>ALUMINIUM SECTOR
■ Depreciating rupee to cushion impact of lower commodity prices
Aluminium prices have tumbled from its highs hit earlier in the year (29% from peak) on worries about the strength of the global economy and thus potential industrial demand, particularly as the European sovereign-debt crisis continues. With LME prices near US$2,000/ton, we see half of the industry in red (average global aluminium cost ~US$2,000/ton) and this would lead to production cuts going ahead. We revise our aluminium prices estimates for FY12 to US$2,310/ton and US$2,250/ton for FY13. The impact of lower commodity prices on profitability of domestic metal producers would be cushioned by the sharp depreciation in the rupee against the dollar (19% YTD). So while producers in other countries have seen 10-15% fall in revenues, domestic producers would see just a 1-3% fall.
■ Hindalco: Novelis to drive earnings
Hindalco has corrected sharply on account of 1) delay in capacity expansion plan 2) rising interest costs 3) high coal costs 4) weak commodity prices. We believe that most of the negatives are priced in. In FY13, some rebound in demand and debottlenecking activities would drive 4-5% volume growth for Novelis. We expect adjusted EBIDTA/ton for Novelis to increase from US$346/ton in FY11 to US$359/ton in FY12 and US$368/ton in FY13. On a consolidated basis, we expect the company to witness an EBIDTA CAGR of 14.7% over FY11-13 led by higher contribution from Novelis. Earnings from Novelis would be resilient enough to withstand any global shocks and thereby provide downside support to the stock price. We recommend a BUY based on our sum-of-the-parts (SOTP) 9-month fair value of Rs185.

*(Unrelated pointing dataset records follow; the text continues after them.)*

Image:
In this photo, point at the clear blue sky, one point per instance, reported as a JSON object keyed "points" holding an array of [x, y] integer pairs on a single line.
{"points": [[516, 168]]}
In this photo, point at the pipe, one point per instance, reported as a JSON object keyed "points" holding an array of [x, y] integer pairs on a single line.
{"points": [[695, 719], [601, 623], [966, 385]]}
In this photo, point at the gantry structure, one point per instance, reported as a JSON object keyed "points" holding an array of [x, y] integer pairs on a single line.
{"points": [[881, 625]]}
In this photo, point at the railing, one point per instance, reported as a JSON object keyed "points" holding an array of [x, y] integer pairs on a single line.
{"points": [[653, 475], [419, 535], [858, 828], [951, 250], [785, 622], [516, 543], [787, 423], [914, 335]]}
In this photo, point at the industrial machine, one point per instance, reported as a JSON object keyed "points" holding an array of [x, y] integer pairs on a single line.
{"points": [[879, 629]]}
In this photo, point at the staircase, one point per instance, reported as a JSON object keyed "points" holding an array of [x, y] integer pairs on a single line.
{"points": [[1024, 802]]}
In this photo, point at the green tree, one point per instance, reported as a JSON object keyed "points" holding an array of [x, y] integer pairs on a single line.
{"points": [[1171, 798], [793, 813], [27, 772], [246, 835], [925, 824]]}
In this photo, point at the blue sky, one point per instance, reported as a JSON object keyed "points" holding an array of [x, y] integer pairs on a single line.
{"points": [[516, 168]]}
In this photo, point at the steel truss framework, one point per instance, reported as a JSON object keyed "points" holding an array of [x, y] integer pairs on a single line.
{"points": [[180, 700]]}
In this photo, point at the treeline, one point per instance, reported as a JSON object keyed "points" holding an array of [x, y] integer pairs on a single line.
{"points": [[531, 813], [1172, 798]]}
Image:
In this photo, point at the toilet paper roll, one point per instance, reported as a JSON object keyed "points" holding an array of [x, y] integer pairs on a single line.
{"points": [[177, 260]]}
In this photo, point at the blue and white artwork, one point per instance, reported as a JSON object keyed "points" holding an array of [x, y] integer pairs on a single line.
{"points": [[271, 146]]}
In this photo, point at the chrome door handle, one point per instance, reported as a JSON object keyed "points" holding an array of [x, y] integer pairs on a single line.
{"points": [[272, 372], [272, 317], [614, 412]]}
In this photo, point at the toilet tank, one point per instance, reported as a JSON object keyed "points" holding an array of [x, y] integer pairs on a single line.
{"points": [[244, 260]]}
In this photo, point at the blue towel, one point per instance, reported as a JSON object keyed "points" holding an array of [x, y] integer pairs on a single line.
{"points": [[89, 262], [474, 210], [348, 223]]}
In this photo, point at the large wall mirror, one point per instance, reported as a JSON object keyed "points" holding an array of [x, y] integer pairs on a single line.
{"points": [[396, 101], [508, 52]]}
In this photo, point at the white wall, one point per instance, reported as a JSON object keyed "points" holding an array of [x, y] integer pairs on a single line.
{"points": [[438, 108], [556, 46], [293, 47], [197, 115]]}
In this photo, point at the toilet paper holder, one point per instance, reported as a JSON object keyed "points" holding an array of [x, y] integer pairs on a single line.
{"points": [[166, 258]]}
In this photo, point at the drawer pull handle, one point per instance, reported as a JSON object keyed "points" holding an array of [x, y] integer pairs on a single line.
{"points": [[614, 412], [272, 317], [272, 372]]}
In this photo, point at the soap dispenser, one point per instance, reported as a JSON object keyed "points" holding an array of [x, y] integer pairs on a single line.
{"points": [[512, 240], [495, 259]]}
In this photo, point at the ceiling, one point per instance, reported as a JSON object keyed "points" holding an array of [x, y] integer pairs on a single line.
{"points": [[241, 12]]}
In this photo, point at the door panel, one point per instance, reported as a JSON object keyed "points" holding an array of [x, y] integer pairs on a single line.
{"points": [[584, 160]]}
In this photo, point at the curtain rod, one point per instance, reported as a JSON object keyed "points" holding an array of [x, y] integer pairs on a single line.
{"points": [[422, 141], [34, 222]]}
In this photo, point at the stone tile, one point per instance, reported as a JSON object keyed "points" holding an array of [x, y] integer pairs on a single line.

■ NALCO: Risk-reward favorable; Upgrade to BUY
NALCO’s stock price has halved over the last six months on account of depressed Q2 FY12 results and weak commodity prices. We believe the company has formed a bottom in terms of profitability in Q2 FY12 and the worst is behind us. We expect margins to improve from Q2 FY12 levels on the back of improved coal supply and higher exports of alumina. We expect OPM to improve drastically from the 9.5% reported in Q2 FY12 to 21.1% in FY13. With no major capex over the next two years, we estimate cash levels to increase from Rs56bn to Rs70bn by end-FY13. Our FY13 cash levels account for 54% of the current market cap and would lend support to the stock price. At the CMP of Rs51, the company is trading at 5.2x FY12 EV/EBIDTA and 4x FY13 EV/EBIDTA which is at a ~50% discount to its historic one year forward average multiple of 10.5x. We do not see much downside from the current levels and upgrade the stock from Market Performer to BUY with a revised 9-month price target of Rs60.